Banks are constantly tweaking their foreclosure package, thinking it will provide more benefits. In the confidential remarks:
This property is under Auction Terms. All bids are to be submitted through auction.com. This property is subject to a 5% buyer’s premium.
Here is the link:
It has a reserve price, the buyer pays the 5% premium on top of the sales price, the on-line bidding doesn’t start until May 30th, and the opening bid is $450,000.
The list price is $939,750 in the MLS:
Terrible floor plan.
Oh, and remember that you don’t want to make the guest quarters too nice — they’ll never leave!
According to their disclosure docs, Chase is only willing to transfer title via a quitclaim or special warranty deed, not a grant deed. Big difference, and not that insurable.
Shall we play another guessing game on where this one ends up? Of course I’m guessing “reserve” is within about 10% of list.
I wonder whats up with the quitclaim deed?
I guess with a quitclaim you are simply releasing any interest in the title you have.
I wonder whats up with the title that would make them go this route rather than a grant deed?
There are a lot of protections with a grant deed for a buyer arent there?
Speaking of contests… looks like the 5764 Soledad Mtn Rd house just went pending. Guess some brave soul took the plunge.

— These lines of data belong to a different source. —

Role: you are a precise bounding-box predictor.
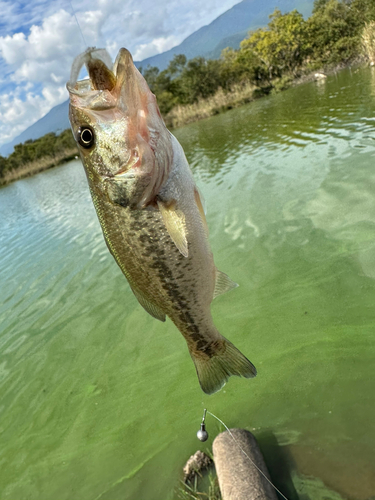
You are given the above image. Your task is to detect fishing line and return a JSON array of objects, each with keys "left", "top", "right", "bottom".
[
  {"left": 68, "top": 0, "right": 87, "bottom": 47},
  {"left": 197, "top": 408, "right": 290, "bottom": 500}
]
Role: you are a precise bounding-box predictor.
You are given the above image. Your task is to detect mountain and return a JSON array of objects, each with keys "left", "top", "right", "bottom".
[
  {"left": 0, "top": 0, "right": 314, "bottom": 156},
  {"left": 135, "top": 0, "right": 314, "bottom": 70}
]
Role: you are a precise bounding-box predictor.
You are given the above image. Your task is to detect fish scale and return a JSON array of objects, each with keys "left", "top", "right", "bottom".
[{"left": 67, "top": 46, "right": 257, "bottom": 394}]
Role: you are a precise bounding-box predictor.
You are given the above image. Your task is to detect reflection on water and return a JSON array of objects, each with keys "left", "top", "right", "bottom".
[{"left": 1, "top": 66, "right": 375, "bottom": 500}]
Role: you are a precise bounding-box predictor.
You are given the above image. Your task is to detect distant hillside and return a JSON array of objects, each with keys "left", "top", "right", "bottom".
[
  {"left": 135, "top": 0, "right": 314, "bottom": 70},
  {"left": 0, "top": 0, "right": 314, "bottom": 156},
  {"left": 0, "top": 100, "right": 70, "bottom": 157}
]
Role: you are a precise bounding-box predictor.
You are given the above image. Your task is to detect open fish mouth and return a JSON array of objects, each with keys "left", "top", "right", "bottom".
[{"left": 66, "top": 47, "right": 141, "bottom": 112}]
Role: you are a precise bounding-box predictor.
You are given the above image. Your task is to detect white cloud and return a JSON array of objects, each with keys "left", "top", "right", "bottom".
[
  {"left": 0, "top": 7, "right": 103, "bottom": 145},
  {"left": 133, "top": 35, "right": 179, "bottom": 61},
  {"left": 0, "top": 86, "right": 52, "bottom": 144},
  {"left": 0, "top": 9, "right": 104, "bottom": 83},
  {"left": 0, "top": 32, "right": 28, "bottom": 65}
]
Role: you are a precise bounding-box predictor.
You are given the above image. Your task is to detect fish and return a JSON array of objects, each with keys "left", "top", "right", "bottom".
[{"left": 67, "top": 47, "right": 256, "bottom": 394}]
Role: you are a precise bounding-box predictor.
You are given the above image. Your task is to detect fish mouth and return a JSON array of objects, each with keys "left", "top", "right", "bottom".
[{"left": 66, "top": 47, "right": 138, "bottom": 111}]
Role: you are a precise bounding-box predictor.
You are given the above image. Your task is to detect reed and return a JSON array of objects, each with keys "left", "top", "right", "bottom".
[
  {"left": 0, "top": 147, "right": 78, "bottom": 186},
  {"left": 165, "top": 81, "right": 260, "bottom": 129},
  {"left": 176, "top": 471, "right": 221, "bottom": 500},
  {"left": 362, "top": 21, "right": 375, "bottom": 65}
]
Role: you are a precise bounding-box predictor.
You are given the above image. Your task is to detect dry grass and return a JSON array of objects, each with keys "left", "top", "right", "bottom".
[
  {"left": 176, "top": 472, "right": 221, "bottom": 500},
  {"left": 0, "top": 147, "right": 78, "bottom": 186},
  {"left": 362, "top": 21, "right": 375, "bottom": 65},
  {"left": 164, "top": 81, "right": 260, "bottom": 129}
]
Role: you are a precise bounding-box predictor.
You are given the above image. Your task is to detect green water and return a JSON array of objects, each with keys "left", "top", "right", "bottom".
[{"left": 1, "top": 66, "right": 375, "bottom": 500}]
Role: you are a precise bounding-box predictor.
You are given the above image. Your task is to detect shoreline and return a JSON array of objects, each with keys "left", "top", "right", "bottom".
[
  {"left": 165, "top": 59, "right": 365, "bottom": 129},
  {"left": 0, "top": 60, "right": 365, "bottom": 189},
  {"left": 0, "top": 148, "right": 78, "bottom": 187}
]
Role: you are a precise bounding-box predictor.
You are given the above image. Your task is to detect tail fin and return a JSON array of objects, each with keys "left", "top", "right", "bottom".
[{"left": 189, "top": 337, "right": 257, "bottom": 395}]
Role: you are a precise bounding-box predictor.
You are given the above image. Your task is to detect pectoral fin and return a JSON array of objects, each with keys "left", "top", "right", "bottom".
[
  {"left": 130, "top": 285, "right": 166, "bottom": 322},
  {"left": 157, "top": 199, "right": 188, "bottom": 258},
  {"left": 213, "top": 269, "right": 238, "bottom": 299}
]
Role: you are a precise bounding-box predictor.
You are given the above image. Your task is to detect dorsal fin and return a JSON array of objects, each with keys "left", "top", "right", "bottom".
[
  {"left": 194, "top": 187, "right": 209, "bottom": 236},
  {"left": 213, "top": 269, "right": 238, "bottom": 299}
]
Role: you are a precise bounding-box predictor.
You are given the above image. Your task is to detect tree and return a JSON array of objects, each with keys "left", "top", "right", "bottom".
[
  {"left": 222, "top": 46, "right": 269, "bottom": 86},
  {"left": 142, "top": 57, "right": 189, "bottom": 113},
  {"left": 241, "top": 9, "right": 308, "bottom": 79},
  {"left": 0, "top": 155, "right": 8, "bottom": 177},
  {"left": 167, "top": 54, "right": 187, "bottom": 77},
  {"left": 306, "top": 0, "right": 364, "bottom": 65},
  {"left": 178, "top": 57, "right": 222, "bottom": 103},
  {"left": 312, "top": 0, "right": 330, "bottom": 13},
  {"left": 350, "top": 0, "right": 375, "bottom": 25},
  {"left": 142, "top": 66, "right": 160, "bottom": 94}
]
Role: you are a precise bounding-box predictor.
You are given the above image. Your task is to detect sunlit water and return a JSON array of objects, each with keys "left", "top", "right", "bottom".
[{"left": 1, "top": 66, "right": 375, "bottom": 500}]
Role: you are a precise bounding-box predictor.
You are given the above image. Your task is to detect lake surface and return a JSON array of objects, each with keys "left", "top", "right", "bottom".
[{"left": 1, "top": 66, "right": 375, "bottom": 500}]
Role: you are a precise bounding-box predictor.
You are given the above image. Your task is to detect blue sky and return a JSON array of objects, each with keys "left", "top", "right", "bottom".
[{"left": 0, "top": 0, "right": 240, "bottom": 148}]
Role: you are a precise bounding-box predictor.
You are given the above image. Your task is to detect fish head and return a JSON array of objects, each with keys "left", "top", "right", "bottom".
[{"left": 67, "top": 47, "right": 172, "bottom": 206}]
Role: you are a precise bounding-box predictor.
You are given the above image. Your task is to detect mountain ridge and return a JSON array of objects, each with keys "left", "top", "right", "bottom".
[{"left": 136, "top": 0, "right": 313, "bottom": 70}]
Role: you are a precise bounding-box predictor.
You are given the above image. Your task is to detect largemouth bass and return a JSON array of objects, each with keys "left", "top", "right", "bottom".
[{"left": 67, "top": 47, "right": 256, "bottom": 394}]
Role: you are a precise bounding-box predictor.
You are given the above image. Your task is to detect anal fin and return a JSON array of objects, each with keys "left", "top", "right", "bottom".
[
  {"left": 130, "top": 285, "right": 166, "bottom": 322},
  {"left": 213, "top": 269, "right": 238, "bottom": 299}
]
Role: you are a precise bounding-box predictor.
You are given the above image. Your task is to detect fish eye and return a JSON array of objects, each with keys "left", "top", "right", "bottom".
[{"left": 78, "top": 126, "right": 95, "bottom": 149}]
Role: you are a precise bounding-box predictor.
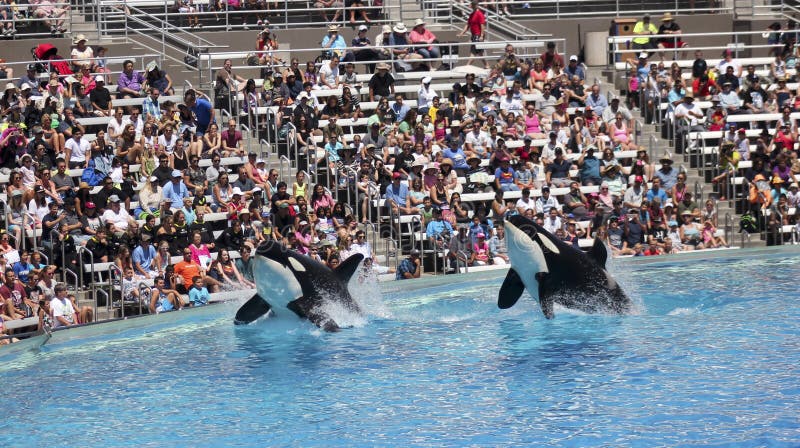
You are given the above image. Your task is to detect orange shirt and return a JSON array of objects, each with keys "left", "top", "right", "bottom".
[{"left": 173, "top": 260, "right": 201, "bottom": 289}]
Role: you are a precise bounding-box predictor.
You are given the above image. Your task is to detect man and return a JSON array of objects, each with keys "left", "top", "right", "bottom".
[
  {"left": 409, "top": 18, "right": 441, "bottom": 69},
  {"left": 585, "top": 84, "right": 609, "bottom": 117},
  {"left": 101, "top": 195, "right": 131, "bottom": 234},
  {"left": 538, "top": 41, "right": 563, "bottom": 71},
  {"left": 632, "top": 14, "right": 658, "bottom": 51},
  {"left": 499, "top": 89, "right": 523, "bottom": 117},
  {"left": 676, "top": 191, "right": 701, "bottom": 218},
  {"left": 448, "top": 224, "right": 472, "bottom": 269},
  {"left": 38, "top": 79, "right": 65, "bottom": 114},
  {"left": 117, "top": 59, "right": 145, "bottom": 98},
  {"left": 425, "top": 208, "right": 453, "bottom": 248},
  {"left": 464, "top": 120, "right": 491, "bottom": 158},
  {"left": 718, "top": 81, "right": 744, "bottom": 115},
  {"left": 565, "top": 75, "right": 586, "bottom": 107},
  {"left": 674, "top": 94, "right": 705, "bottom": 138},
  {"left": 162, "top": 169, "right": 190, "bottom": 209},
  {"left": 318, "top": 55, "right": 341, "bottom": 89},
  {"left": 545, "top": 148, "right": 572, "bottom": 187},
  {"left": 352, "top": 25, "right": 381, "bottom": 73},
  {"left": 717, "top": 49, "right": 743, "bottom": 79},
  {"left": 184, "top": 89, "right": 214, "bottom": 136},
  {"left": 90, "top": 76, "right": 113, "bottom": 117},
  {"left": 515, "top": 188, "right": 535, "bottom": 213},
  {"left": 646, "top": 177, "right": 669, "bottom": 205},
  {"left": 64, "top": 129, "right": 91, "bottom": 169},
  {"left": 149, "top": 276, "right": 183, "bottom": 314},
  {"left": 132, "top": 234, "right": 158, "bottom": 278},
  {"left": 384, "top": 172, "right": 417, "bottom": 215},
  {"left": 563, "top": 181, "right": 589, "bottom": 220},
  {"left": 602, "top": 97, "right": 633, "bottom": 126},
  {"left": 458, "top": 0, "right": 488, "bottom": 69},
  {"left": 41, "top": 201, "right": 65, "bottom": 250},
  {"left": 391, "top": 93, "right": 410, "bottom": 122},
  {"left": 654, "top": 155, "right": 679, "bottom": 190},
  {"left": 576, "top": 146, "right": 601, "bottom": 186},
  {"left": 657, "top": 12, "right": 687, "bottom": 59},
  {"left": 717, "top": 65, "right": 740, "bottom": 91},
  {"left": 494, "top": 159, "right": 519, "bottom": 192},
  {"left": 51, "top": 159, "right": 75, "bottom": 200},
  {"left": 535, "top": 186, "right": 560, "bottom": 215},
  {"left": 691, "top": 50, "right": 708, "bottom": 80},
  {"left": 50, "top": 283, "right": 78, "bottom": 328},
  {"left": 221, "top": 119, "right": 244, "bottom": 157},
  {"left": 564, "top": 55, "right": 586, "bottom": 81},
  {"left": 142, "top": 87, "right": 161, "bottom": 121},
  {"left": 369, "top": 63, "right": 395, "bottom": 102},
  {"left": 396, "top": 249, "right": 421, "bottom": 280},
  {"left": 623, "top": 175, "right": 646, "bottom": 211},
  {"left": 543, "top": 207, "right": 563, "bottom": 234},
  {"left": 488, "top": 224, "right": 509, "bottom": 265},
  {"left": 623, "top": 209, "right": 645, "bottom": 250},
  {"left": 535, "top": 83, "right": 557, "bottom": 116}
]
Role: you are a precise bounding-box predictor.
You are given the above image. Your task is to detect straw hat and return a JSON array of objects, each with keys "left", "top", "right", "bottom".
[
  {"left": 376, "top": 62, "right": 391, "bottom": 71},
  {"left": 72, "top": 33, "right": 87, "bottom": 45},
  {"left": 327, "top": 24, "right": 339, "bottom": 32},
  {"left": 662, "top": 12, "right": 674, "bottom": 22}
]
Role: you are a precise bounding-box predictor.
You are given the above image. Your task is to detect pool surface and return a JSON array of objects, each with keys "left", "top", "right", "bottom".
[{"left": 2, "top": 249, "right": 800, "bottom": 446}]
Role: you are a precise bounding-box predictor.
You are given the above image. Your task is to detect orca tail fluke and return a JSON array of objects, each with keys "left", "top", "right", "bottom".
[{"left": 234, "top": 294, "right": 272, "bottom": 325}]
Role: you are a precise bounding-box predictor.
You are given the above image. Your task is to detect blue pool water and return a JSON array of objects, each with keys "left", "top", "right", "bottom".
[{"left": 2, "top": 251, "right": 800, "bottom": 446}]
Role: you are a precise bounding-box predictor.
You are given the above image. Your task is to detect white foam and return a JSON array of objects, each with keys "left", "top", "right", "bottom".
[{"left": 668, "top": 307, "right": 696, "bottom": 316}]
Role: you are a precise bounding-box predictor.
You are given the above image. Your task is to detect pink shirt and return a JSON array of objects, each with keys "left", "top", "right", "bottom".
[
  {"left": 189, "top": 243, "right": 211, "bottom": 266},
  {"left": 409, "top": 28, "right": 436, "bottom": 50}
]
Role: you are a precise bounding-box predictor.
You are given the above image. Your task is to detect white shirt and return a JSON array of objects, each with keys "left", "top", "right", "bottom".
[
  {"left": 158, "top": 133, "right": 178, "bottom": 154},
  {"left": 65, "top": 137, "right": 90, "bottom": 162},
  {"left": 417, "top": 85, "right": 438, "bottom": 109},
  {"left": 543, "top": 216, "right": 563, "bottom": 234},
  {"left": 465, "top": 130, "right": 491, "bottom": 153},
  {"left": 107, "top": 118, "right": 126, "bottom": 147},
  {"left": 516, "top": 197, "right": 535, "bottom": 212},
  {"left": 50, "top": 296, "right": 76, "bottom": 328},
  {"left": 102, "top": 207, "right": 131, "bottom": 230},
  {"left": 674, "top": 102, "right": 702, "bottom": 126},
  {"left": 499, "top": 96, "right": 523, "bottom": 116},
  {"left": 318, "top": 63, "right": 340, "bottom": 88}
]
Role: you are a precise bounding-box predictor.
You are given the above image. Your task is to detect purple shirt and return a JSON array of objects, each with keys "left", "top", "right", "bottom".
[{"left": 118, "top": 70, "right": 145, "bottom": 93}]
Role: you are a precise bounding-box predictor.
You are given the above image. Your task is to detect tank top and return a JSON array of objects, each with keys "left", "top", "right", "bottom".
[
  {"left": 293, "top": 182, "right": 307, "bottom": 199},
  {"left": 524, "top": 114, "right": 541, "bottom": 134},
  {"left": 157, "top": 291, "right": 174, "bottom": 312}
]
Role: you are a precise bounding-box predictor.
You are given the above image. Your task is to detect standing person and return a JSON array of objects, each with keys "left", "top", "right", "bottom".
[
  {"left": 632, "top": 14, "right": 658, "bottom": 53},
  {"left": 458, "top": 0, "right": 489, "bottom": 69},
  {"left": 184, "top": 89, "right": 215, "bottom": 137}
]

Should see a contest winner pretty soon.
“I wouldn’t touch it with a ten-foot pole.”
I followed some of these auctions on other properties, mostly up in the OC. It seemed like most never hit reserve price; I’ll bet the reserve price is somewhere near 5% below the current MLS price. BFWOT (big fat waste of time). Plus quit claim deed means you just bought the uninsurable liability of their defective foreclosure processing, among other things. Quit claim means they are selling what they have, if anything. If they screwed up the foreclosure and don’t have good title, you just bought nothing. No refunds, sorry, Moose out front shoulda told ya. Thanks, but no thanks.
I agree with elb. Has auction.com ever sold a house?
Craptacular is right. Location is OK, but who thought that floorplan was desirable? Add the quitclaim deed and the auction approach, this one is one to run away from.